Если ему суждено поразить Расалома...

Он постарался отбросить эти мрачные мысли. Нет, так не начинают бои. Надо обязательно настроиться на победу — иначе никогда не выиграть сражения. А он ДОЛЖЕН на этот раз выиграть.

Глэкен огляделся и почувствовал, что Расалом сейчас находится где-то наверху. Но почему? Там ведь ему никуда уже не уйти!

Он взбежал по ступенькам на второй этаж и остановился, напряженно прислушиваясь к своим чувствам. Да, Расалом определенно сейчас где-то сверху, и все же плотный холодный воздух даже здесь таил в себе какую-то скрытую угрозу. Отражения рукояток пульсировали в темноте, как крестообразные маяки в густом черном тумане. Невдалеке справа он увидел смутные очертания лестницы, ведущей на третий этаж. Никакого движения в башне по-прежнему не было.

Тогда Глэкен направился к следующему пролету и здесь снова остановился. Неожиданно вокруг него что-то медленно зашевелилось. Он отступил к стене и стал внимательно наблюдать, как неуклюжие темные фигуры стали одна за другой с большим трудом подниматься с холодного пола. Окинув помещение молниеносным взглядом, он насчитал в нем не меньше дюжины полурастерзанных солдатских трупов.

«Так, значит, Расалом был не один, когда скрылся в башне...» — размышлял он.

Как только мертвецы начали свое медленное шествие по направлению к нему, Глэкен занял удобную позицию на лестнице, прислонившись спиной к стене, и приготовился достойно их встретить. Они не могли напугать его — он прекрасно знал размах возможностей Расалома и был хорошо знаком со всеми его уловками. Эти ожившие куски мертвой плоти были не в силах причинить ему никакого существенного вреда.

Зато они серьезно озадачили его.
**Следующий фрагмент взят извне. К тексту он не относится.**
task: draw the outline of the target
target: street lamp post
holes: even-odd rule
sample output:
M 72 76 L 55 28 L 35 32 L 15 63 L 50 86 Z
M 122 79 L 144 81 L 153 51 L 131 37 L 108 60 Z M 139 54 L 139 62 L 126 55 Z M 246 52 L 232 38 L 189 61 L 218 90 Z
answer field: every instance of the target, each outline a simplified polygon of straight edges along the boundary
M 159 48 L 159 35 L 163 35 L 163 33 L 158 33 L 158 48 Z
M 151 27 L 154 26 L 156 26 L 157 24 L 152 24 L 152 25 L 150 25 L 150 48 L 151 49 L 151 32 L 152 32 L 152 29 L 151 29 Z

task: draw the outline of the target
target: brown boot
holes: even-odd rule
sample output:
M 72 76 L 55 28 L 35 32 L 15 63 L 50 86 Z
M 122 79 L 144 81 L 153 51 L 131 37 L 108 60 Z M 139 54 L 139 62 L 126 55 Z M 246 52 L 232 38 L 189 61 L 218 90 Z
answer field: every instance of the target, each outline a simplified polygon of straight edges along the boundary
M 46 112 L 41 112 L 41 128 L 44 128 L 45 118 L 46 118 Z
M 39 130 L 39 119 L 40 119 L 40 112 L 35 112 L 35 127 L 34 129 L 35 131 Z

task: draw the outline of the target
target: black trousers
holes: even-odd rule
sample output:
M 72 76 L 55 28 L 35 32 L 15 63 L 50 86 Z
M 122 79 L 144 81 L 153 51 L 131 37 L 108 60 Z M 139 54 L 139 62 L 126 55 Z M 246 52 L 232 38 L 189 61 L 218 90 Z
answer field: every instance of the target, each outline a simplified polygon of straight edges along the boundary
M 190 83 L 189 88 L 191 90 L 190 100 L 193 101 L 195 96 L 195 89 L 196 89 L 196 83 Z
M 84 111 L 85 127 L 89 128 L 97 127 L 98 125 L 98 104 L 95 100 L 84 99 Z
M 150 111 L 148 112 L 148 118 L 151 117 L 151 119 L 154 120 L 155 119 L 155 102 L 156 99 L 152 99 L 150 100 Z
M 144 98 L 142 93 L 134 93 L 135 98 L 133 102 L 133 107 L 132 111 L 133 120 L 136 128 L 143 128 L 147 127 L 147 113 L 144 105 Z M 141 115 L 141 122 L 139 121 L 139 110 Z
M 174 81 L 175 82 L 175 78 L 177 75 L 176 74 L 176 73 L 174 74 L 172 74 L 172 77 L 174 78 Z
Чего же хотел достичь Расалом таким гнусным трюком?..

Совершенно механически Глэкен встал в боевую стойку — слегка расставив ноги, правая чуть позади левой — и выставил меч перед собой, крепко сжимая его обеими руками. Трупы продолжали наступать. Но с ними не надо было сражаться; он знал, что сможет спокойно пройти через их ряды, просто касаясь этих тварей мечом, — и они сразу же повалятся от одного легкого прикосновения. Но этого ему было недостаточно. Инстинкт воина повелевал наносить врагу жестокие удары. И Глэкен с удовольствием подчинялся этому инстинкту. Он с ненавистью бил по всему, что было связано с Расаломом. Эти мертвые немцы должны зажечь в нем огонь, который будет так необходим ему для последней встречи с их хозяином.
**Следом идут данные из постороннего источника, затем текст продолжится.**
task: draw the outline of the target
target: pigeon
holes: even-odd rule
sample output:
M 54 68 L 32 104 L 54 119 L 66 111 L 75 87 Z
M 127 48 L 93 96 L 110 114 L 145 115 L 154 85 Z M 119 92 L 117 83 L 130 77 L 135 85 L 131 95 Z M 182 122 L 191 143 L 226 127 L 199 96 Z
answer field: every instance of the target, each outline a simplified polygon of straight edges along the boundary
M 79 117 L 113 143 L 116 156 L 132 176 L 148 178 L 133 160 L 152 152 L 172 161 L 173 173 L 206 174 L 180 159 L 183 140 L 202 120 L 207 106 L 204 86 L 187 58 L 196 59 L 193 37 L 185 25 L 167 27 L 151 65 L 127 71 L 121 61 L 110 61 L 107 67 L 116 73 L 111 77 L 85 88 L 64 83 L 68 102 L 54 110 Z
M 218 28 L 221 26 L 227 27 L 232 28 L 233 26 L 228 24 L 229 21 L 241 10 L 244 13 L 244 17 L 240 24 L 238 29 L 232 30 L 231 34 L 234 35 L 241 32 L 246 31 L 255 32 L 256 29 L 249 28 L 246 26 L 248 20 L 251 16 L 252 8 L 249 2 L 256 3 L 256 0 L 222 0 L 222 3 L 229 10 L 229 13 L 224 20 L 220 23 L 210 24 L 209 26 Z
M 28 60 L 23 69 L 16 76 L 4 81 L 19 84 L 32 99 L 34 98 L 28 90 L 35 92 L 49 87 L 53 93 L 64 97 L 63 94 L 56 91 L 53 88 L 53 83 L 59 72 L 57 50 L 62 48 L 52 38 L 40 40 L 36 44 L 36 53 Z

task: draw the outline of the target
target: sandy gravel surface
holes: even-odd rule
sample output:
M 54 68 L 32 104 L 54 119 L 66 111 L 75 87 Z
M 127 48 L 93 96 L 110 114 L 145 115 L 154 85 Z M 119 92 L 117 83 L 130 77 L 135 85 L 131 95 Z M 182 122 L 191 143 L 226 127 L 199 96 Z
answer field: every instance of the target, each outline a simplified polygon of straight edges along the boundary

Трупы к тому времени набрали уже приличный темп наступления, и теперь полукруг их темных фигур почти сомкнулся возле него. Мертвецы угрожающе тянули вперед руки со скрюченными пальцами, будто хотели разорвать его своими обломанными ногтями. Как только первый кадавр подошел на достаточно близкое расстояние, Глэкен начал орудовать мечом, рубя им направо и налево и отсекая бесчувственные руки и головы. При каждом соприкосновении с мертвецом по всей длине клинка проходила вспышка белого пламени, раздавалось короткое шипение, и меч с легкостью срезал части трупов, а уже потом от их тел поднимались струйки желтоватого дыма, кадавры оседали и один за другим валились на пол.
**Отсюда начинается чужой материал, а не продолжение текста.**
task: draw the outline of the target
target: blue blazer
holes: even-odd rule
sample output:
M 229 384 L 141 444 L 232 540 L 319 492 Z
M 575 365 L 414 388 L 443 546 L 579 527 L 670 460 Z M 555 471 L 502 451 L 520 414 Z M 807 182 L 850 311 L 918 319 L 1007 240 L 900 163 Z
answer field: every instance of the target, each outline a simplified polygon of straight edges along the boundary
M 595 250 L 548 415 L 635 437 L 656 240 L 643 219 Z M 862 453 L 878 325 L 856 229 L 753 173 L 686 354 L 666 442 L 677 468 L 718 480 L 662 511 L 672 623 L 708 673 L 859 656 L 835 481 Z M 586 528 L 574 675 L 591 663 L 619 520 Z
Глэкен яростно махал мечом, со свистом описывая клинком широкие дуги. Дикость развернувшейся перед ним кошмарной картины заставляла его крепко стискивать зубы. Но не бледные безразличные лица наступающих покойников так поражали его, и даже не адская вонь, исходящая от них, а полная тишина вокруг. Не было слышно ни команд офицеров, ни криков боли и ярости, ни кровожадных призывов. Только звук неуклюже шаркающих ног, его собственное дыхание и свист меча.

Это было не сражение, а какая-то рубка мяса. Он лишь вносил свой заключительный вклад в ту резню, которую учинил здесь Расалом всего несколько часов назад. Но трупы продолжали наступать, холодные и безразличные, задние подталкивали передних, и круг все сильнее сужался.

Когда половина кадавров уже лежала у его ног, изрезанная и расчлененная, он вслепую сделал шаг назад, чтобы освободить себе побольше пространства, и, наступив при этом на мертвеца, покачнулся, теряя равновесие. Сразу же где-то сверху за его спиной началось неожиданное движение. Глэкен оглянулся и увидел, как два трупа падают на него с верхних ступенек лестницы. Под их тяжестью он не смог уже устоять и повалился рядом с кучей поверженных тел. Но прежде чем он успел скинуть с себя этих двух мертвецов, другие начали вставать и наваливаться на него, очень быстро пригвоздив его к полу массой в добрых полтонны.